Com o afastamento da presidente Dilma, em 2016, governo Temer sofreu forte oposição, inclusive com pedidos para seu afastamento e convocação de novas eleições.

Em 2017, as ruas brasileiras voltaram a ficar agitadas. Dessa vez os protestos tinham como alvo as reformas da Previdência e trabalhista. O mês de março daquele ano foi marcado por paralisações nos transportes públicos e em bancos.

Em maio de 2017 novamente ocorreram várias manifestações articuladas por sindicatos e grupos de esquerda, que pediam o impeachment de Temer e novas eleições diretas. Houve forte repressão das forças policiais. Os atos terminaram em vandalismo e depredação de Ministérios. 

Foi surfando nessa onda de instabilidades e valendo-se da habilidade com os recursos midiáticos independentes das redes sociais, que movimentos como o MBL, o Partido Novo e figuras como o deputado Jair Bolsonaro ganharam ascensão e credibilidade junto a uma parte significativa da sociedade. A crença de muitos desses setores era de que o Brasil precisaria de alguém austero que pudesse colocar “ordem na casa”.

Jair Bolsonaro ao lado de lideranças do MBL e do NOVO (Foto: Reprodução/Facebook)

A esquerda e os partidos políticos tradicionais foram sendo triturados por uma avalanche de postagens, nas redes sociais, que identificavam Bolsonaro e seus aliados como arautos da “Nova Política”, que na verdade não tinha nada de novo, ao contrário, trazia uma espécie de nostalgia de um tempo fantasioso no qual o regime militar, a tradição e a família eram respeitados e a sociedade funcionava.

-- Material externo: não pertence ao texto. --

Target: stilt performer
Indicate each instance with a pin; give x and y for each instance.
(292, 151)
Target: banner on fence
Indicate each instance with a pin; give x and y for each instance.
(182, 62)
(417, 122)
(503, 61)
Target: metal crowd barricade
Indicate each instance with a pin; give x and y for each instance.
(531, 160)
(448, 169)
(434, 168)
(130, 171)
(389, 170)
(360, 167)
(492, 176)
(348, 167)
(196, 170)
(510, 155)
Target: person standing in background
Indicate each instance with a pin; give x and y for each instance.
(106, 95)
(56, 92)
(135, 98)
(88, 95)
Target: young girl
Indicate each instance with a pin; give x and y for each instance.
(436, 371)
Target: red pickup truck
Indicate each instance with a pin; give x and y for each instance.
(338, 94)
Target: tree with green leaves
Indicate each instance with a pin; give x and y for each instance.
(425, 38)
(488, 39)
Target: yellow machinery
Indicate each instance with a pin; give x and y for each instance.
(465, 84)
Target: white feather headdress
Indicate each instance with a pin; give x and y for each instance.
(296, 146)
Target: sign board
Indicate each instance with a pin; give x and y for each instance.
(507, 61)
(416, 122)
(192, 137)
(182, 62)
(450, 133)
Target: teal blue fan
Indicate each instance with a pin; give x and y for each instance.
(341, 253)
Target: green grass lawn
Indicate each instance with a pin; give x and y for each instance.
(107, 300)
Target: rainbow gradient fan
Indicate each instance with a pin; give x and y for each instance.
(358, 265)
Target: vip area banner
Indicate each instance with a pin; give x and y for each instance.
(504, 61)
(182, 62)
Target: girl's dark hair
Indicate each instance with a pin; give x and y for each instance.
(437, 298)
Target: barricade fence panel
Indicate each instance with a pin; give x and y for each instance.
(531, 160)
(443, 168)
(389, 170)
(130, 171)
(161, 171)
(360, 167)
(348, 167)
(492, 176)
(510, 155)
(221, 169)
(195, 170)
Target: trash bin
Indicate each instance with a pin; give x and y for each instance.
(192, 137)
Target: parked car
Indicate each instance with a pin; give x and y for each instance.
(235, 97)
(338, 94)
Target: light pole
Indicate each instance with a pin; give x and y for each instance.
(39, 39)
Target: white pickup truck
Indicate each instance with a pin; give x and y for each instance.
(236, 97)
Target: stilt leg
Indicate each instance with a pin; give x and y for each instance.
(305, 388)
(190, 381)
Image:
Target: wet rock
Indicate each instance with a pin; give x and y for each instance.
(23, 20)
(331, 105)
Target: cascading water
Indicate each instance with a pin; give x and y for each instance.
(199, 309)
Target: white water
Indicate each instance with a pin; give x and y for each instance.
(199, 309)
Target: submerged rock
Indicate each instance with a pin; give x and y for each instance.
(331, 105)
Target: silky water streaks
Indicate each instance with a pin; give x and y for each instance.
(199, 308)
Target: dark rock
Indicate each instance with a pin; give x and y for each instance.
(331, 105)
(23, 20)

Agregado a isso estabeleceu-se a ameaça comunista como um terrível inimigo a ser combatido e a imprensa, que estaria à serviço de setores da esquerda e trabalhariam contra os verdadeiros valores da família. O suposto combate à corrupção e a preservação da verdadeira moral foram diretamente vinculados ao antipetismo e à defesa das religiões, destacadamente as de vertente evangélica.

Bolsonaro conseguiu eleger-se presidente em 2018. Mas, ao assumir manteve o discurso e as atitudes que marcaram o seu histórico político. Suas atitudes e falas não contribuíram para pacificar o país. A manutenção de uma acirrada polarização política e social é positiva para seus planos políticos.

Amparado por profunda identificação com os meios militares e pelos benefícios concedidos a esses setores, bem como a algumas importantes lideranças evangélicas, o presidente “mito” simplesmente ignorou os efeitos da pandemia de Covid, questionou a eficácia das vacinas, manteve a perspectiva negacionista em relação à questão ambiental e sempre contestou e continua contestando o sistema eleitoral brasileiro, mesmo o processo tendo sido acompanhado pelas forças armadas e observadores nacionais e internacionais.

Apesar dessas atitudes, estranhamente, sua popularidade conseguiu criar uma espécie de culto político e um grande número de fiéis seguidores, que protagonizaram os violentos eventos que marcaram o dia 08 de janeiro.

Alguns bolsonaristas tentam naturalizar as ações do dia 08 de janeiro, em Brasília, como liberdade de manifestação e tem comparado os recentes protestos que ocorreram na capital federal com as manifestações em 2013 e 2017. Além disso, tem circulado nas redes sociais uma fake News que apresenta a imagem de um incêndio acidental ocorrido em 2005 na sede do INSS como se fosse ação dos manifestantes de esquerda em 2017. Assim, a indústria de fake News continua a pleno vapor.

A lembrança de todos esses importantes e graves eventos, aqui descritos, me leva a concluir que, pelo menos nos últimos dez anos, tem havido a corrosão das instituições e das práticas políticas tradicionais, levando a um sentimento apartidário e um estimula à desobediência civil. Curiosamente a aversão aos políticos tem mobilizado as pessoas na direção da participação política. Porém, as experiências que começaram com uma perspectiva apartidária acabaram desaguando no culto à personalidade de um “mito” político inquestionável, ao apoio às ideias antidemocráticas e a maliciosa confusão entre liberdade de expressão e “licença” para prática de crimes e ofensas.

*Norberto Salomão é Advogado, Historiador, Professor de História, Analista de Geopolítica e Política Internacional, Mestre em Ciências da Religião e Especialista em Mídia e Educação.